Cheng argues the CCP’s survival depends on dominating foreign markets while restricting domestic ones—an imbalance the U.S. will no longer tolerate. “No nation,” he writes, “will accept a trillion-dollar trade deficit while being locked out of its partner’s market.”

He predicts the U.S.-China Cold War will last 20 years—half the length of the U.S.-Soviet standoff. Having begun in 2020, it will end around 2040, when China’s overleveraged economy and exhausted military budgets collapse. Nations still tied to Beijing, he warns, “will sink with the ship.”

For Taiwan, Cheng prescribes a clear survival strategy: integrate completely with the U.S. high-tech ecosystem.

“Only by fusing with American industrial chains,” he says, “can Taiwan escape the blast zone and turn crisis into opportunity.”

He foresees a new industrial revolution beginning in 2025, driven by automation and AI. Within months, he predicts, 10,000 fully automated factories will emerge across the U.S., rendering concerns over labor costs obsolete. Taiwan’s semiconductors and precision tools will be the “wings” enabling America’s technological ascent.

To those advocating rapprochement with Beijing, Cheng issues a stark warning: “In the sixth year of the Cold War, any attempt to ‘improve’ cross-strait relations is like boarding the Titanic.” He likens the CCP’s economic outreach to plundering—where Taiwan’s wealth and technology would be swallowed by the mainland’s collapsing system.

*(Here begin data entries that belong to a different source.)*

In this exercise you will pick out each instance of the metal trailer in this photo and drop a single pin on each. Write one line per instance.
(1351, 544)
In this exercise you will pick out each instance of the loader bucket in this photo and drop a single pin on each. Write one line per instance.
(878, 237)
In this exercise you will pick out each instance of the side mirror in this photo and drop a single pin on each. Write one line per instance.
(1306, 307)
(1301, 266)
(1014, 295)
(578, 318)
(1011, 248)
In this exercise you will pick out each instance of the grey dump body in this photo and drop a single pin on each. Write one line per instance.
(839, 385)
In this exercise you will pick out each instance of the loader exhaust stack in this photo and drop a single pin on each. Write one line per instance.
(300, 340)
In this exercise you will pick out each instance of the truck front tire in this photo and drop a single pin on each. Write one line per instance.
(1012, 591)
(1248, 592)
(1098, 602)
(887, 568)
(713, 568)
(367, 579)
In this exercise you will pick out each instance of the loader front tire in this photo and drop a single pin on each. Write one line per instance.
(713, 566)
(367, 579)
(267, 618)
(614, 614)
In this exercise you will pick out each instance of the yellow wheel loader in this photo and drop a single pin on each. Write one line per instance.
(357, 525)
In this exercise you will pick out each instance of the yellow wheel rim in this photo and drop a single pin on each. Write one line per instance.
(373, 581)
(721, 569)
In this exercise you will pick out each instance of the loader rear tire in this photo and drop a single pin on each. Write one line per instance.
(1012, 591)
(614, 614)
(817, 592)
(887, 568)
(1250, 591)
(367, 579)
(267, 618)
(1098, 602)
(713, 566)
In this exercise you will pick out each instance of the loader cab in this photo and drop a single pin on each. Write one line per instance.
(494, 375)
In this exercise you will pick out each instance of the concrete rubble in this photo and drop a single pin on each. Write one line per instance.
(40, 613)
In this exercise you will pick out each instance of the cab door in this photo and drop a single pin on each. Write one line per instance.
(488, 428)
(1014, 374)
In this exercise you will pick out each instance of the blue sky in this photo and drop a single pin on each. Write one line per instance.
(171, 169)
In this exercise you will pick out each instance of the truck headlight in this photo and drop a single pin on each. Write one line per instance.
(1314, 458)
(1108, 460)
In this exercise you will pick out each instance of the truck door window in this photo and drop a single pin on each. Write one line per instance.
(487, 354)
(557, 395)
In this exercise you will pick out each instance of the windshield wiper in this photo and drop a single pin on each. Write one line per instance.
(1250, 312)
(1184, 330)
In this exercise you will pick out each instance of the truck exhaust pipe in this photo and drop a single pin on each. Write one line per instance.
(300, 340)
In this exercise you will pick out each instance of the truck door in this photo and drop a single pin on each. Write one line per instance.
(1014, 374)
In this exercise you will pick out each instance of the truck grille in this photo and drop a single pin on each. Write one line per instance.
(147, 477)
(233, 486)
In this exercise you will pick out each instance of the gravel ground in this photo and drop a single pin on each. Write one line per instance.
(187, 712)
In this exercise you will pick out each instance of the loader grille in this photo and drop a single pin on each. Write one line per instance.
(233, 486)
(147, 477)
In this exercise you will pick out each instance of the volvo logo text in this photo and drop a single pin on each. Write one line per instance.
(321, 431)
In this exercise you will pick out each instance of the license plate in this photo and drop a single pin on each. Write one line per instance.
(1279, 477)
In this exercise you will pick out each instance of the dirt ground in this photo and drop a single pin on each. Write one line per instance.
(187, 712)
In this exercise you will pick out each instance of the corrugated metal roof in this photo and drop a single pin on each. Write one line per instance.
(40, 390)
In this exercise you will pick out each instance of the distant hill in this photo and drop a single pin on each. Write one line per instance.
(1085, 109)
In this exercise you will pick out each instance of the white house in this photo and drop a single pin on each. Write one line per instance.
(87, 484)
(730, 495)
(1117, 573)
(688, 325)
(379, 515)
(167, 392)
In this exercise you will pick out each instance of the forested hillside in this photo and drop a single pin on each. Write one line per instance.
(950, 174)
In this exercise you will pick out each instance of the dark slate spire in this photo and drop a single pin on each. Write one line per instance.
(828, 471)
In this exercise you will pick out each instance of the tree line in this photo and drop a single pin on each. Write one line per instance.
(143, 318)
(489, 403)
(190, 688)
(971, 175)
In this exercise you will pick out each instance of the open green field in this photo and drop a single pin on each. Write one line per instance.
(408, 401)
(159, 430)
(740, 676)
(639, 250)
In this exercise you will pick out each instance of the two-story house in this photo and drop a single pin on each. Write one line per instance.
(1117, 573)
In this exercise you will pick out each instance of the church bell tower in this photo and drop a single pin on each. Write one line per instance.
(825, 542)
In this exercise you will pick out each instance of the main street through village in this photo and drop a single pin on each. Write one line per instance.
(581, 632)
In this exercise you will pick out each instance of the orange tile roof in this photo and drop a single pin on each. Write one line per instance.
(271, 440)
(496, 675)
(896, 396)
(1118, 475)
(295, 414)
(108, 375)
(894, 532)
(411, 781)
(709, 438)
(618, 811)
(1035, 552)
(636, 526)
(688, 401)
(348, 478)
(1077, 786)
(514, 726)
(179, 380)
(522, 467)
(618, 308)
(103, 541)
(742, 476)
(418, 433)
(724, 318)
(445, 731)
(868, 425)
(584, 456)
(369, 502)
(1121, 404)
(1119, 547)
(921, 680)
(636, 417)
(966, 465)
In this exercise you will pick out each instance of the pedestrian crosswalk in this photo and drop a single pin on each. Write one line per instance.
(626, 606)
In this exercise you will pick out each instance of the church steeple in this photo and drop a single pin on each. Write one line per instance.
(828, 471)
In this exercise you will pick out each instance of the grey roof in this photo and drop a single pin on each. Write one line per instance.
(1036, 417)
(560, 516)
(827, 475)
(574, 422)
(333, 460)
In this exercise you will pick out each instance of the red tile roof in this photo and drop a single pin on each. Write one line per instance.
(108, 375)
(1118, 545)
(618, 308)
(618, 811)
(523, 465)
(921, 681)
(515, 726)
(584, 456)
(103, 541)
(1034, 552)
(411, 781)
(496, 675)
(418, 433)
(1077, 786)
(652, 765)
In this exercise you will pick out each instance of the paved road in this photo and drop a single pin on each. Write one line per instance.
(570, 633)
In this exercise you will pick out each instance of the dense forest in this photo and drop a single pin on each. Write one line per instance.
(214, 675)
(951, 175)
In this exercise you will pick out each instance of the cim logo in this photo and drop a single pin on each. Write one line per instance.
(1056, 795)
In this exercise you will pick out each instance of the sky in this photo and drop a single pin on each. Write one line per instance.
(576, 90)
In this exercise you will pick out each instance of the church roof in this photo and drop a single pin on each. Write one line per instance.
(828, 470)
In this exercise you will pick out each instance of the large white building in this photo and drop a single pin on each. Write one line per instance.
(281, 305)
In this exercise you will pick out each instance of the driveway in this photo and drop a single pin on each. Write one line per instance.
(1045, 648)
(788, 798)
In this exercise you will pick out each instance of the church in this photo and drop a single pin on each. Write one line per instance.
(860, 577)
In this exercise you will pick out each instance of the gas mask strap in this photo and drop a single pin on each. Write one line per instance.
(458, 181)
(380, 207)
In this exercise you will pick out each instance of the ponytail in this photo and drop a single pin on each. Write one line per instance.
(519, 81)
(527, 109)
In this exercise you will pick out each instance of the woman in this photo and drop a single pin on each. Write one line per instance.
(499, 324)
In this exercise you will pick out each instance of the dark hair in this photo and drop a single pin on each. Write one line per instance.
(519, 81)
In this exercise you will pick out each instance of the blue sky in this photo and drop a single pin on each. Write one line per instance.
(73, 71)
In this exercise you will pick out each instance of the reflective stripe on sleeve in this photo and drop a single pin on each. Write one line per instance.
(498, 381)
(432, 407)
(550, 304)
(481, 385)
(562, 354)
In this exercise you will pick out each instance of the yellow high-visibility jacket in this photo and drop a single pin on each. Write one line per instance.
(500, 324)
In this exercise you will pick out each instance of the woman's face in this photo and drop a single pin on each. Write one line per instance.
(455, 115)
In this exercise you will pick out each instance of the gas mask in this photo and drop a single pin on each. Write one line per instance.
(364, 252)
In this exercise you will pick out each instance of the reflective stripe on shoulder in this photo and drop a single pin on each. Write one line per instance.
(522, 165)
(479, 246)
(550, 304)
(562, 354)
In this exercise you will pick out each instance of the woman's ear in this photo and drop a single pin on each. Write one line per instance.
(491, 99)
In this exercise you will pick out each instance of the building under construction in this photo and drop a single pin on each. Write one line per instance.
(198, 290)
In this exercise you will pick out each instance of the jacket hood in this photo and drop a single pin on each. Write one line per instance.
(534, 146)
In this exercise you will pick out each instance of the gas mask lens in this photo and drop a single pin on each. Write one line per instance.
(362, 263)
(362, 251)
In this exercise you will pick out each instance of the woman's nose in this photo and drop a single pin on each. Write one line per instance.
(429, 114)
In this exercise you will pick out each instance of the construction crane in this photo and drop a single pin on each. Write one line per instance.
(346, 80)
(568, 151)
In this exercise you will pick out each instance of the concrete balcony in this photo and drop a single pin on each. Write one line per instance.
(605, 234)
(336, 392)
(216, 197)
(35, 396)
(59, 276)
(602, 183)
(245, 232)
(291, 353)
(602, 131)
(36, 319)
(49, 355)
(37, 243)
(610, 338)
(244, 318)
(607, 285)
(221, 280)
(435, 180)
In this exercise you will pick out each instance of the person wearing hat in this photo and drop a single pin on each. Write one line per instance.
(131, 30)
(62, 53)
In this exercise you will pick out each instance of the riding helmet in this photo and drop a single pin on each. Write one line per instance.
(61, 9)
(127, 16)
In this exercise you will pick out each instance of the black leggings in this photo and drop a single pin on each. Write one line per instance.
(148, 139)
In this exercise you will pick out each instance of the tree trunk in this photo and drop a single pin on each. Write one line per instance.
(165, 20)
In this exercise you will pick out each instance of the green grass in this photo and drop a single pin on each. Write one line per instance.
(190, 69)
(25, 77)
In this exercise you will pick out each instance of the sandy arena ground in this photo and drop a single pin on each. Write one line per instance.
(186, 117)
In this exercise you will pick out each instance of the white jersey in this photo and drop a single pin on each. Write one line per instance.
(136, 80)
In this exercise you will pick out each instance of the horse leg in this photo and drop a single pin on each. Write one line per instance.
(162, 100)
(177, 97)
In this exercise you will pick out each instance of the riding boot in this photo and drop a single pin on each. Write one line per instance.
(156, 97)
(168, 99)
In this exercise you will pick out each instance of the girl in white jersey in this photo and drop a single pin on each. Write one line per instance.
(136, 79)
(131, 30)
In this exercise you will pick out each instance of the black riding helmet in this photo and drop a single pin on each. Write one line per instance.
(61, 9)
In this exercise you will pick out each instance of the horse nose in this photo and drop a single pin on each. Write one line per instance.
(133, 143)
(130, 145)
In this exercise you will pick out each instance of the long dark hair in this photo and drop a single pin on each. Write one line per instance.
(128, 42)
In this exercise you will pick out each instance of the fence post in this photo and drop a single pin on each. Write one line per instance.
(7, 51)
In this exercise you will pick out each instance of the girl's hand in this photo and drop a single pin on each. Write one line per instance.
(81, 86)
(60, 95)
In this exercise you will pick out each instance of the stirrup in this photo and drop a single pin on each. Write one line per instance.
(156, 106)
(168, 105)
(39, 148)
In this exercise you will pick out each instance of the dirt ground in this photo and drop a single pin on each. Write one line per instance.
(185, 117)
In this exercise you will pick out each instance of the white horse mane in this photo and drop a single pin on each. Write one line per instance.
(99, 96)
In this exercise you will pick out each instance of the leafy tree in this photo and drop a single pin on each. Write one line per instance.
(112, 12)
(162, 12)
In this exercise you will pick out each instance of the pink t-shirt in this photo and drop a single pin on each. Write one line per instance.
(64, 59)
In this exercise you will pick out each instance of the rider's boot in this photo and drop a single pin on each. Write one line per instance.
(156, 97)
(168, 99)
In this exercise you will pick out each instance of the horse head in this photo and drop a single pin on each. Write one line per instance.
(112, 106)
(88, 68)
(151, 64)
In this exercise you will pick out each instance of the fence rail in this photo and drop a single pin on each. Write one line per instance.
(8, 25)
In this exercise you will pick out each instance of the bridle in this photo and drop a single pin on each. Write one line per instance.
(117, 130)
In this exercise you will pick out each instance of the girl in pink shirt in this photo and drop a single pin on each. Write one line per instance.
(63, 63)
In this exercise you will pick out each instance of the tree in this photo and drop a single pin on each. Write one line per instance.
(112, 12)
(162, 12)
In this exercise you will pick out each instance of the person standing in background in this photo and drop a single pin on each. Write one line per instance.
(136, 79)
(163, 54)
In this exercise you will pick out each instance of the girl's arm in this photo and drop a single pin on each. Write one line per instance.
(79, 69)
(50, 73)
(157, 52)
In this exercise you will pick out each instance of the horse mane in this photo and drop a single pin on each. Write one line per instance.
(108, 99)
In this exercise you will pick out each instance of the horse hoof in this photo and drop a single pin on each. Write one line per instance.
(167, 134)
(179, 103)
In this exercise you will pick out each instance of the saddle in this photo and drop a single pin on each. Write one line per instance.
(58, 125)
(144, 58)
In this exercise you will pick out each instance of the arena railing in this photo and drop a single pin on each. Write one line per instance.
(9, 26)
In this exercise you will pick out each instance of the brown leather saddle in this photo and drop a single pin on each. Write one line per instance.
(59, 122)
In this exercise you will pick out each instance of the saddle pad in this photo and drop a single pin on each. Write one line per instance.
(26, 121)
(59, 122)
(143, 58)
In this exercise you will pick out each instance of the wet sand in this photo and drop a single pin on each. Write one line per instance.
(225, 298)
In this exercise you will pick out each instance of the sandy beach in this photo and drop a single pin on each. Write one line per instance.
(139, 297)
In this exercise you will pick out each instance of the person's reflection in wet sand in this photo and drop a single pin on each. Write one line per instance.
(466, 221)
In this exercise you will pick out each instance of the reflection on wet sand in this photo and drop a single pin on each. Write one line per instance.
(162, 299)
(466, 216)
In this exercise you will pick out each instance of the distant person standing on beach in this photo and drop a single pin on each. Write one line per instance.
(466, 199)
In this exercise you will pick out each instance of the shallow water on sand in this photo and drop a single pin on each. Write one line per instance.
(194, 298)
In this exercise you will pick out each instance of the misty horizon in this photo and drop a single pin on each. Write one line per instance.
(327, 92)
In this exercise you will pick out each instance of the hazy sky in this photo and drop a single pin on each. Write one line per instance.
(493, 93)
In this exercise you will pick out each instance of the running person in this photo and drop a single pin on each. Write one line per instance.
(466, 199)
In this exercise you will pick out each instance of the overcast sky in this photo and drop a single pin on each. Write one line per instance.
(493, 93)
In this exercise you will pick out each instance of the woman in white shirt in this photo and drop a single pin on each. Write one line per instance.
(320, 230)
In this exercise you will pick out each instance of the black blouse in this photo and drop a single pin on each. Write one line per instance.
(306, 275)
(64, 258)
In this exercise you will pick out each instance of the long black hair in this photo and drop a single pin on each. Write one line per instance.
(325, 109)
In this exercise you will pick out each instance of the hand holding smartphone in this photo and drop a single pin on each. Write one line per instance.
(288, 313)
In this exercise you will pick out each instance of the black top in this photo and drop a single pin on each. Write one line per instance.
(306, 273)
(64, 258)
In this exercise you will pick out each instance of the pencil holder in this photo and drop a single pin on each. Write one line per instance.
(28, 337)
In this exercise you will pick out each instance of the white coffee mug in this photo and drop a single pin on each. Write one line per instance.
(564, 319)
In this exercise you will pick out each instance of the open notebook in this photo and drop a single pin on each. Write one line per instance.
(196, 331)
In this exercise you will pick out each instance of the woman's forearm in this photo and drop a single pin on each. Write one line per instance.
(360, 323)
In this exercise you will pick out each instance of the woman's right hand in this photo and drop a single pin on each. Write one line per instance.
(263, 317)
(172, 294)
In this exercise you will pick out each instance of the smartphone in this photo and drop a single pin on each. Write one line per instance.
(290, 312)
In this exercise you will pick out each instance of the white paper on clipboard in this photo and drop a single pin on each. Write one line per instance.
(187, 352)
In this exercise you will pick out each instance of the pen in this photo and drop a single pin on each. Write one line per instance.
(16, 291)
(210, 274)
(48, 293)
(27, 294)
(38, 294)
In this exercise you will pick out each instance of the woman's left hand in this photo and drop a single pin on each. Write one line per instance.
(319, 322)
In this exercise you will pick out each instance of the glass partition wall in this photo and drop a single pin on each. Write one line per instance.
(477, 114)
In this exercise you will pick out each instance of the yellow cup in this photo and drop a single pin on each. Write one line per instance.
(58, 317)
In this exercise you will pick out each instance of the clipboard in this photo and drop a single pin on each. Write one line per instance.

By 2040, Cheng predicts, China’s vast territory will fragment into dozens of smaller nations, while Taiwan—aligned with the United States—will emerge as a technological superpower. “The world,” he says, “will stand in awe when it hears: ‘I’m Taiwanese.’”

2030: The divide. 2040: The endgame.

Together, Shen and Cheng portray Trump as the nemesis of autocracy—his erratic diplomacy a catalyst accelerating the CCP’s structural decline.

The U.S.-China Cold War, they argue, is a one-way journey with no off-ramp—ending only with the fall of the red regime.

As Cheng concludes, “Twenty years pass in the blink of an eye. Six have gone. Fourteen remain before the final reckoning.”

The gears of history, once in motion, no longer turn back.